Frequently Asked Questions

Isn't the "value of 1 work hour" just the average hourly wage?

No. It's the average value added to production outputs by a worker in one hour of their work. This is estimated in monetary terms by considering outputs sold in the market for the products in a given industry, minus the portion that can be attributed to inputs bought from other industries, placed in the context of the amount of work time expended in the process. Salaries and wages don't necessarily have anything to do with this quantity.

Ok, so why aren't I paid the full "value" for my work?

Under generous idealized conditions, it's theoretically possible for all workers to be paid a wage equal to the work time value of their work. In this scenario all work would be performed in the same amounts as before, but profit and interest rates would be 0%. That is, all loans would carry zero interest, and your savings and investment accounts would neither yield returns nor incur losses. Moreover every sector would experience neither growth nor contraction.

However, by law, employee wages and salaries are currently negotiated rather than tied to an economic indicator by common agreement. Salaries and wages are determined entirely by the balance of negotiating power of the employer and the employee. For the same reason that wages don't need to correspond to work value, prices for mass market consumer goods--those purchased, taken out of commodity market circulation, and consumed by final consumers--don't need to correspond to the prices they would fetch on the open market between industrial buyers and sellers of essentially equal bargaining power.

Any proposal for real-value-based wages, i.e. everyone getting paid the full value of their work, presupposes a non-adversarial replacement for the employment negotiation process mentioned above. In particular, union-led negotiations for higher wages and minimum wage campaigns do not qualify as non-adversarial replacements. Rather, they represent direct attempts to equalize the balance of power in the employment negotiation process, this process otherwise taking place in the normal way.

Is that why the Ithaca Hours, Cincinnati Time Store, National Equitable Labour Exchange, and other utopian experiments in labor-time-based currencies always failed to be adopted?

Yes. They failed to confront the root cause of the large discrepancy between wages and work value, and proceeded as though the value of money were established by an arbitrary mutual convention which they sought to correct.

On the flip side, direct confrontation of this root cause is the reason that union bargaining and minimum wage campaigns have been comparatively successful at achieving their aims.

Actually, I am paid a lot more than the value of my work time ...

If your current salary is more than $117.3k / year, you may be said to belong to the working upper class. That means that the balance of negotiating power with respect to your employment contract, or with respect to the market for your services, is in your favor.

The working upper class should not be confused with investor/owners. For example, if you are a "small business owner", but you need to work full-time for your business in order to turn a profit, then the amount of investment capital you own is zero. It is often effectively negative, when investors' and lenders' share of ownership of the business sufficiently exceeds your own.

Similarly, investor/owners who do not need to work, but do so for pleasure or social status, ought not to be confused with the working upper class.

What does it take for a person to qualify as an "investor/owner" rather than as a worker?

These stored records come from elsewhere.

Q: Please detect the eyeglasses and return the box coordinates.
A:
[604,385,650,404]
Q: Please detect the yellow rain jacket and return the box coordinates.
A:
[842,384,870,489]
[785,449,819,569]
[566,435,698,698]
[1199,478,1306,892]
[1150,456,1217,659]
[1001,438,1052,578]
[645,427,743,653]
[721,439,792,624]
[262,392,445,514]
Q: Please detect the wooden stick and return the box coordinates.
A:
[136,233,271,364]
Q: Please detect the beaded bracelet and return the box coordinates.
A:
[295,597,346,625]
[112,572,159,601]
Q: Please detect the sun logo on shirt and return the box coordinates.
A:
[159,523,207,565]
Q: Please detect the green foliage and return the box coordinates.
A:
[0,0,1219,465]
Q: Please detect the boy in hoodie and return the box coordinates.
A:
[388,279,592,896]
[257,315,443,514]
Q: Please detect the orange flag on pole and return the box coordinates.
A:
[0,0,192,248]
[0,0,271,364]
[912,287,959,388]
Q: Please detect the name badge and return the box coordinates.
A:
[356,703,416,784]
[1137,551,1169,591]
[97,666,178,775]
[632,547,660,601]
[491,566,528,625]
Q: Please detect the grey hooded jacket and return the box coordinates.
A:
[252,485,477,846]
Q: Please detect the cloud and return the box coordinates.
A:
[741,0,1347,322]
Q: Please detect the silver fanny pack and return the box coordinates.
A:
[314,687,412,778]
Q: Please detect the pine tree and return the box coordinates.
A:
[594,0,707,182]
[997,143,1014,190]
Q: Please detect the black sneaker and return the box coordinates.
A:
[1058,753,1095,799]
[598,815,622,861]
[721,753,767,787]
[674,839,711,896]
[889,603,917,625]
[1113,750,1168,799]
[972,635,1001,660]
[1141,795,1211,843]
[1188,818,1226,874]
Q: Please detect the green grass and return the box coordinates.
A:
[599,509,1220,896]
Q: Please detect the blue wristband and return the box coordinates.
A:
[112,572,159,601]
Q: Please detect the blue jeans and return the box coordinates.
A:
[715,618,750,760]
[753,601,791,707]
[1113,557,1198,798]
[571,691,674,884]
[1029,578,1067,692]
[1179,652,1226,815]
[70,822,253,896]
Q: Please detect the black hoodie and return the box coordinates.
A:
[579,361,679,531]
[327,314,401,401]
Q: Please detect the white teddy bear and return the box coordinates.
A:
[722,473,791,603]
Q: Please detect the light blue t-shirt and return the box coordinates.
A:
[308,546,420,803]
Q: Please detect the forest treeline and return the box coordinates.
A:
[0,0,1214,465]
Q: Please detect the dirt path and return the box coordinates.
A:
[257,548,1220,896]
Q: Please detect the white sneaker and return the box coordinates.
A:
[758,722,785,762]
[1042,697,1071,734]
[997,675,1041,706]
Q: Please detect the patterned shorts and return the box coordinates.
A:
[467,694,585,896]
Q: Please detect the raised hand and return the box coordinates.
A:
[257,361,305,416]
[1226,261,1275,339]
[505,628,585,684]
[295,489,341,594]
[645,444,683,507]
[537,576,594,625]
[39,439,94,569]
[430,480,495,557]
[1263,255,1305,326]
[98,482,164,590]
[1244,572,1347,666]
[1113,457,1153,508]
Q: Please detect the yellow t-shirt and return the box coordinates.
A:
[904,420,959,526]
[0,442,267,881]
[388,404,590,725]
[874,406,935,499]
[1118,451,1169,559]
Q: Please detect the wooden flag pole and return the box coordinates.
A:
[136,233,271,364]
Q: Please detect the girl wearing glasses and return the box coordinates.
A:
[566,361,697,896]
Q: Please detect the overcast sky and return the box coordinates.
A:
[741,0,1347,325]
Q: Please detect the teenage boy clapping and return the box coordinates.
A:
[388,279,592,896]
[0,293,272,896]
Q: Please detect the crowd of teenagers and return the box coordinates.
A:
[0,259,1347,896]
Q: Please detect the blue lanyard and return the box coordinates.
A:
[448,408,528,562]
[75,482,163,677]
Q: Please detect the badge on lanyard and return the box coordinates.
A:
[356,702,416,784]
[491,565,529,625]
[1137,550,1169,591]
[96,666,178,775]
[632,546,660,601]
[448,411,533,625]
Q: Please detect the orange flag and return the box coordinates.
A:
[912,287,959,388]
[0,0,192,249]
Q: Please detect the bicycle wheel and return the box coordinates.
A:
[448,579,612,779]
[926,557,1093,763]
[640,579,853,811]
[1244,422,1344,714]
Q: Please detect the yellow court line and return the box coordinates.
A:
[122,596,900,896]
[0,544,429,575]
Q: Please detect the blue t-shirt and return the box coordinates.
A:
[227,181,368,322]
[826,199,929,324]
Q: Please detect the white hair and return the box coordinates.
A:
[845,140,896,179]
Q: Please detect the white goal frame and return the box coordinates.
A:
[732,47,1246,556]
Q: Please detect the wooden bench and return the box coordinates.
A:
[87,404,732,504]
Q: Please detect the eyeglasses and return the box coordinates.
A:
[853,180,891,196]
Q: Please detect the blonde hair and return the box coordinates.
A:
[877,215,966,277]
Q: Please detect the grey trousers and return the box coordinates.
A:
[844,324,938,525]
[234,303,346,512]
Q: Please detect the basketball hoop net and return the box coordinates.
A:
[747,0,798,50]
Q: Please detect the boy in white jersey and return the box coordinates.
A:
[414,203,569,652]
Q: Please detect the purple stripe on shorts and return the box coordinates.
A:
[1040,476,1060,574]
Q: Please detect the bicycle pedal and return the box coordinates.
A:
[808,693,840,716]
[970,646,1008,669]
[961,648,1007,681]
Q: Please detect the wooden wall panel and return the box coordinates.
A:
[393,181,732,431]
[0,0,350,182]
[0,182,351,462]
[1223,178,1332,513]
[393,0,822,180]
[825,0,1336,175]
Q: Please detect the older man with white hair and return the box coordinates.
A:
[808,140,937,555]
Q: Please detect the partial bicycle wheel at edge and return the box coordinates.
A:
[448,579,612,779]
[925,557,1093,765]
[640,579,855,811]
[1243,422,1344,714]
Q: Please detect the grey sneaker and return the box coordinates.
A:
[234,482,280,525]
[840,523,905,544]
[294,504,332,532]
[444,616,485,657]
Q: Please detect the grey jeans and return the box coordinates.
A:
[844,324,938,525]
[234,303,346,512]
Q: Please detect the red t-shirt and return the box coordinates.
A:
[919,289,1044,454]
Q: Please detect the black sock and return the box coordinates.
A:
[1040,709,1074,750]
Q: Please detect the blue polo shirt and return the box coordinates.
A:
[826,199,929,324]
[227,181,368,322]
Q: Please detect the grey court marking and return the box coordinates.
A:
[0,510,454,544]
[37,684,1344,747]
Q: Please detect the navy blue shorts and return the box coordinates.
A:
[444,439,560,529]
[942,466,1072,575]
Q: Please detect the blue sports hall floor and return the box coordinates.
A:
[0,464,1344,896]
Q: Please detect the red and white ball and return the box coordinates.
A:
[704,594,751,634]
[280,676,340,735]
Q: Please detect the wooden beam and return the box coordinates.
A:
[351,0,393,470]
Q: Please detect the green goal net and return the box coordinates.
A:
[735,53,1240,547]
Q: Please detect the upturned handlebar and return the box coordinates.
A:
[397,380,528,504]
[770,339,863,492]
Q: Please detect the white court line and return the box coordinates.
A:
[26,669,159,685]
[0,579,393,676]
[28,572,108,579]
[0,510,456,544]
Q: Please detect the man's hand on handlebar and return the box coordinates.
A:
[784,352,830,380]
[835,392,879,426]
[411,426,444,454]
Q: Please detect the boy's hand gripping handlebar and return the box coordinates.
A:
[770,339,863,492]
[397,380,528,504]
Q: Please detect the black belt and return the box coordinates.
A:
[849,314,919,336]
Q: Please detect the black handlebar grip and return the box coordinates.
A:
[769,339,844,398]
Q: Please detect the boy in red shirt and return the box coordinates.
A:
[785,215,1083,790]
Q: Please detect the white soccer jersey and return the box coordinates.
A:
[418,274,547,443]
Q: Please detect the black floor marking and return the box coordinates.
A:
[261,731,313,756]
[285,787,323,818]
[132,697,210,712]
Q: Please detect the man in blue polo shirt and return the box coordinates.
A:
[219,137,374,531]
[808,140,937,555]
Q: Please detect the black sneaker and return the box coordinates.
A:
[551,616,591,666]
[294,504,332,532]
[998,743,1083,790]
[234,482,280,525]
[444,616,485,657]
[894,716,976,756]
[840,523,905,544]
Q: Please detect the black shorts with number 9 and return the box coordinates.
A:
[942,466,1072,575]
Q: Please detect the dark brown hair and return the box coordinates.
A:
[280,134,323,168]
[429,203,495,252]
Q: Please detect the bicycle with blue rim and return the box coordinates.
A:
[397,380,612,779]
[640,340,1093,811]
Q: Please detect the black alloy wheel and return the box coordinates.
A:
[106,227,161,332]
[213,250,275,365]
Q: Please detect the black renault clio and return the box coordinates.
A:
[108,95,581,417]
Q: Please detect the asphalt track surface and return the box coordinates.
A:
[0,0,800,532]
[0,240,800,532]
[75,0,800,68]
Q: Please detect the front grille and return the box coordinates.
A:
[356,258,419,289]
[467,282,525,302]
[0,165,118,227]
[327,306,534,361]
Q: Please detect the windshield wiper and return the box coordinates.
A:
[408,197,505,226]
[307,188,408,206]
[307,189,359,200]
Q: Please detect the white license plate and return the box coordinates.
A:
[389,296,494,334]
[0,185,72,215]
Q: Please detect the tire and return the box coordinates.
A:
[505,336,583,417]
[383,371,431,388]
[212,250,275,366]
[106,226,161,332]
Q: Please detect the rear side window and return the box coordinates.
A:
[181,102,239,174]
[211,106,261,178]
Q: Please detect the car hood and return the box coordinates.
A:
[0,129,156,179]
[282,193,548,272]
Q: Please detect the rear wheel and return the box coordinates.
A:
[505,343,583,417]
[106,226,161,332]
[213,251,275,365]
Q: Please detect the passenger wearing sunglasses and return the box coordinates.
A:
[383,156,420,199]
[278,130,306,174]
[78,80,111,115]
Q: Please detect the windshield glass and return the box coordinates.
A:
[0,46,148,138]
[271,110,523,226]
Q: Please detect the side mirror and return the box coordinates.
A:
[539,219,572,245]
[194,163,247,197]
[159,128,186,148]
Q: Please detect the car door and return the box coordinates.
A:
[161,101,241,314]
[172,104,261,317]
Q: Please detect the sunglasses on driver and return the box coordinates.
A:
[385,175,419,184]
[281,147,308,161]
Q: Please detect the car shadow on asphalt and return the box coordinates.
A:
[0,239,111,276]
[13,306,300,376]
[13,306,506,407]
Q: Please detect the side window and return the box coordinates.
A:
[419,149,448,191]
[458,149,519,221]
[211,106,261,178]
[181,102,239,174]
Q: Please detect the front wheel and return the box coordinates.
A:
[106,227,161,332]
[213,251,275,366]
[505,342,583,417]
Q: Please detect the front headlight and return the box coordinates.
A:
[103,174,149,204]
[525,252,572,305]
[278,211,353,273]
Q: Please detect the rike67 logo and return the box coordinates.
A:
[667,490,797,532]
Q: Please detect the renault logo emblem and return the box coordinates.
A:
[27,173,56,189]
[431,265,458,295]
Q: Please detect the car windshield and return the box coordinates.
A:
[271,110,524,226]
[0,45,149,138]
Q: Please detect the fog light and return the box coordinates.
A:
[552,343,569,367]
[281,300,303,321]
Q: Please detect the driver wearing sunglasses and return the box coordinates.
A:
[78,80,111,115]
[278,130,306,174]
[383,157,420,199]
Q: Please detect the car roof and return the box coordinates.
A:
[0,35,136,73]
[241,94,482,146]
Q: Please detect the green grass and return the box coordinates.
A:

It doesn't matter how much their salary is, if any. What matters is how much capital investment ownership they have. A reasonable threshold of capital ownership is: Enough for the annual profits with respect to a standard annualized return rate to equal to the standard work year of $117.3k. That is, the amount of capital that entirely replaces a person's work from the owner's point of view. In case of an annualized interest rate of 5.650%, this quantity of capital is $2.07m = 17.69 work years.

An alternative threshold, similar but distinct, is the amount of capital that entirely replaces a person's work from the worker's point of view. For example, for profits to be equal to the U.S. federal minimum wage of 0.129 work hours per hour, the amount of capital ownership required is $267.80k = 2.28 work years.

Shouldn't we aspire for everyone to be an equal investor/owner in the economy?

Actually, no. Because it's logically impossible.

Unlike in the theoretical thought experiment above, where every worker is paid wages equal to the time value of their work, it is not even theoretically possible for everyone to be an investor/owner as defined above. For every investor/owner, under the simplifying assumption that every worker works full-time, there must be at least one full-time worker doing the work represented by the profits appropriated by that investor. This fact caps the number of possible investor/owners at 50% of the population of potential workers.